04
「話は変わるが、和実」
『ん、何?』
「今朝方、お前が良く言う、華の“やだ”を初めて聞いた」
『あの子が、蓮二王子に“やだ”って言うなんて珍しい!何を言って追い詰めたの?』
「失敬だな。別に理詰めして追い込んだりしたわけではないぞ。だがお前の言っていた通り、こちらが正しいと分かってはいてもアレには反論できそうもない」
『頑固だから、一度“やだ”って言い出すとなかなか折れないからねぇ。それに、どんなにバカな理由があったとしても、悪意がないのが厄介だっていうね』
「しかも、少し甘えるような言い方がそこはかとなく庇護欲を刺激し、この柳蓮二が思わず頷いてしまうという破壊力だ」
『どの柳蓮二だよ……』
「俺は、きっと手塚も……」
トントン……
俺と和実の声だけが響いていた室内に、控え目なノックが聞こえた。
叩いているのは華しかあり得ないのだが、華にしては控え目過ぎて、驚いた俺と和実が目を合わせるほどであった。
『はーい』
和実がそう返事をすると、覗き込まなければ顔も見えないほどの隙間が開いた。そこから漏れ聞こえる声もか細い。
『どうしたのよ、華?』
『あ、あのさ〜!和実はさ〜、朝ごはんは食べたの?』
『うん、もう食べちゃったよ。だから気にしないで朝ごはんを食べちゃいなさい。お水もちゃんと飲むんだよ、暑さで倒れたりしたら大変だからね』
『う、うむ』
和実は華の返事を聞くと笑顔で頷き、ドアを静かに閉めた。
部屋の中に振り返った和実は首を傾げ、俺から少し離れたベッドへと腰かけた。
『えっと。それで何の話をしていたんだっけ?』
「要点をまとめると、華は可愛いという話だったな」
『だ、だいぶコンパクトに自分勝手にまとめたわね……。あの子が可愛いことは私も大賛成だけど、ごく自然に“可愛い”とか会話に紛れ込ませるな。ああ、そうだ!国光くんの名前を出さなかった?』
「ああ、確かに出したな」
『気になるから、その続きを話してくれる?』
「華は手塚にも“やだ”と言わないか?」
『言うね。というか、主に国光くんに言ってるね。しかも連発』
「手塚は呆れながらも、妥協点を見出さないだろうか」
『出すね。というか、いつも国光くんから歩み寄ってるね』
普段の手塚と華の様子を思い返しているのだろう。和実は少し目線を上にし、空に向かって幾度となく頷いてみせた。
「俺と同じように思っている証拠だ」
『そこはかとなく庇護欲を刺激し、この手塚国光が思わず頷いてしまうという破壊力だ……って?』
「ああ。口には出さないだろうがな。無意識に甘やかしている証拠だと言える」
『無意識で上等よ。口にしたらムカつくし!』
「ほう……。嫉妬か、それは」
『あはは。うん、嫉妬かも!』
「なるほど、なるほど……。“和実も嫉妬する”……と。和実の本命は手塚だったというのにはかなり驚いた。だが俺が独自に作成した“和実の好きそうな男前ランキング“では手塚も上位だ。予想の範囲内としておくか。若干の修正は必要だがな」
『おいお〜〜い!何をメモっているんですか!しかも、勝手に妙なランキングを作らないで!』
いつ・いかなる時もメモが取れるように(メモなど取らずとも忘れることはないが)と、身体のあらゆる所に忍ばせていたメモ用紙を和実に取り上げられてしまった。

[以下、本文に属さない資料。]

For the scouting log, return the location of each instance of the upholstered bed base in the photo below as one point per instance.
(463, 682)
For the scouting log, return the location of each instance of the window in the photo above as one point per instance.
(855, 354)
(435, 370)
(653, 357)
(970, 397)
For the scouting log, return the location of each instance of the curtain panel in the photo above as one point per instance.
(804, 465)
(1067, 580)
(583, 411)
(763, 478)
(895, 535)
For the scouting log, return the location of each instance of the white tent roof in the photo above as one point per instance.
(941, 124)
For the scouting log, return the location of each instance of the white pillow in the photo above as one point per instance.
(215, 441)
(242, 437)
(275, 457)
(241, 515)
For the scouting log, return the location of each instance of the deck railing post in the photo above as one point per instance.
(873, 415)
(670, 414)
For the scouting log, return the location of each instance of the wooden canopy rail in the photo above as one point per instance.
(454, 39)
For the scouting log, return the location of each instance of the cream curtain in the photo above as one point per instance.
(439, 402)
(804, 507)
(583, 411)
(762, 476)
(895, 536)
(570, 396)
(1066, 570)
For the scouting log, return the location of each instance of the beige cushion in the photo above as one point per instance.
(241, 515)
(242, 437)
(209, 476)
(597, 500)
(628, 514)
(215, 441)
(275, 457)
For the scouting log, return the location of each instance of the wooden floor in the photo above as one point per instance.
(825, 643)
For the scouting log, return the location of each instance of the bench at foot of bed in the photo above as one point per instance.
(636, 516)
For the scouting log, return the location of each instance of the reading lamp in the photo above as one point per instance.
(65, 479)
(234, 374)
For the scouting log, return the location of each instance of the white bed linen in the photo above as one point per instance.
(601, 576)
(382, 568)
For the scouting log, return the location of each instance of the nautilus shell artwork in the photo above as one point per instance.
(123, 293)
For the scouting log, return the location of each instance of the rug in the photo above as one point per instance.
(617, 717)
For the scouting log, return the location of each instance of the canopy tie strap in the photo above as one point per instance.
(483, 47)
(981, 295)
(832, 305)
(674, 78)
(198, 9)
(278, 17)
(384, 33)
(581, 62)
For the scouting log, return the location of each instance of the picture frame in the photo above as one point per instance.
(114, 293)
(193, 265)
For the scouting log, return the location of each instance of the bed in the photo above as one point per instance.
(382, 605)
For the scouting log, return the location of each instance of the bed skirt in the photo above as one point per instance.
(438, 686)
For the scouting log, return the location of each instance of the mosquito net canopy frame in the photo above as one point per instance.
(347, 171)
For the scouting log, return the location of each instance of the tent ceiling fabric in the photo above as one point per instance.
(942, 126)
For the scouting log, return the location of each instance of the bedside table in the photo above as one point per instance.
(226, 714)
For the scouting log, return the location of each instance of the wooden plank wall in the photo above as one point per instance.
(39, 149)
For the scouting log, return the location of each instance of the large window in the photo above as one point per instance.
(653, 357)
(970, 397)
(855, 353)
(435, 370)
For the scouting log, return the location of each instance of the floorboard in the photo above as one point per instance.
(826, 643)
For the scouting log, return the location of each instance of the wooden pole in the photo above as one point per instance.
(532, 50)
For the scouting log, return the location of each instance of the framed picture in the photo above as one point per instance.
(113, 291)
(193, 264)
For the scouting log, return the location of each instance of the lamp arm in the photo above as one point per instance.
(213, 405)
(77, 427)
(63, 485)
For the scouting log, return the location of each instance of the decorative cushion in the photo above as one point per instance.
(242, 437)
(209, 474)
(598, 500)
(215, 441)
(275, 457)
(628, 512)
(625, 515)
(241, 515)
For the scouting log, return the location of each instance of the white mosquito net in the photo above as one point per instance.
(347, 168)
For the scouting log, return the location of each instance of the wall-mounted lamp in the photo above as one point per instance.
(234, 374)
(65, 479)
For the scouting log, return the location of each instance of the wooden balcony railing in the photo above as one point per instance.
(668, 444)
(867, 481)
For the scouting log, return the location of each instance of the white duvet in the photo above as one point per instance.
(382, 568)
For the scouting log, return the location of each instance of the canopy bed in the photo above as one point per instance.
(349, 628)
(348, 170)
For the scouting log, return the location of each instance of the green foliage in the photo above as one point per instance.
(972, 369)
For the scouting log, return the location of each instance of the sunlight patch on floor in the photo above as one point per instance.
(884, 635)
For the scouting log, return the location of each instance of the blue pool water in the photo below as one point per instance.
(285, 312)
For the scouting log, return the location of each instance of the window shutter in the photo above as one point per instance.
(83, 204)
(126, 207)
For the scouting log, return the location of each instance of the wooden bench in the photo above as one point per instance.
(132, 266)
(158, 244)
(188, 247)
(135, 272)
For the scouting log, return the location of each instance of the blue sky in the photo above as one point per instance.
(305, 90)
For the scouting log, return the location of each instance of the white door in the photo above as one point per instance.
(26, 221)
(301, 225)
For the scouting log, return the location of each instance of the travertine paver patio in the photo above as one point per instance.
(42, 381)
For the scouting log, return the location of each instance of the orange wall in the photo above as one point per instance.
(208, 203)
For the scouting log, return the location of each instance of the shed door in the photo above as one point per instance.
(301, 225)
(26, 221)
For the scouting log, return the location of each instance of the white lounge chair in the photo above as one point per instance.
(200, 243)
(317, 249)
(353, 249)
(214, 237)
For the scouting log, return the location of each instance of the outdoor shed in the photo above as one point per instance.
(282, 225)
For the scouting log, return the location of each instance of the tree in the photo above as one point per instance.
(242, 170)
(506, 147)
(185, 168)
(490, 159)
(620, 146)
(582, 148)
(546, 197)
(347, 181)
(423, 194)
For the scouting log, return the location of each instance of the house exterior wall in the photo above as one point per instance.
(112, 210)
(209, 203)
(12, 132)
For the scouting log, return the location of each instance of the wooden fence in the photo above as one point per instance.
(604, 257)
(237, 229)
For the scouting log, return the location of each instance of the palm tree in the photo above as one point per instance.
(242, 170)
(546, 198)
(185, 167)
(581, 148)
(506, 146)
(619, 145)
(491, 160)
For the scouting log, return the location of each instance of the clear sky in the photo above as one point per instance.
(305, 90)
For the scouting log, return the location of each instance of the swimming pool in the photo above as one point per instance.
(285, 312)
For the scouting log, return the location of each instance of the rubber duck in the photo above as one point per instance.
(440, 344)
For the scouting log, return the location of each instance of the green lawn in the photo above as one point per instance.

和実はきっと、空港で保安検査を行う保安官や万引きGメンのような職業に向いているのではないだろうか。
『油断も隙もあったもんじゃないわね……。ポケットだけじゃなくて、リストバンドの裏や靴下の中にまでメモを隠しておくなんて
「俺は最近、嫉妬……主に異性間に起きる嫉妬についての事例を集めているところなんだ。今日もそのデータを蓄積するつもり満々でやって来たという訳だ」
『……テニスに関係なさすぎて、否定する気もつっこむ気も起きません』
「否定?手塚が本命ではないという部分か?」
『そりゃそうよ』
「和実。嫉妬をする女性は嫌いではないが、本命でもない人間に係わる者にまで嫉妬していては、身が持たないぞ」
『放っておいて』
トントン……
『あれ?またノックが』
「朝食を終えたのではないだろうか」
『う〜ん。華にしては、ちょっと早すぎるかな』
華が朝食を摂る速度などは、俺よりも和実の方が頭にあるのだろう。
そんなことを考えながら、2人がテーブルを挟み、賑やかに食事をしている様子を思い浮かべた。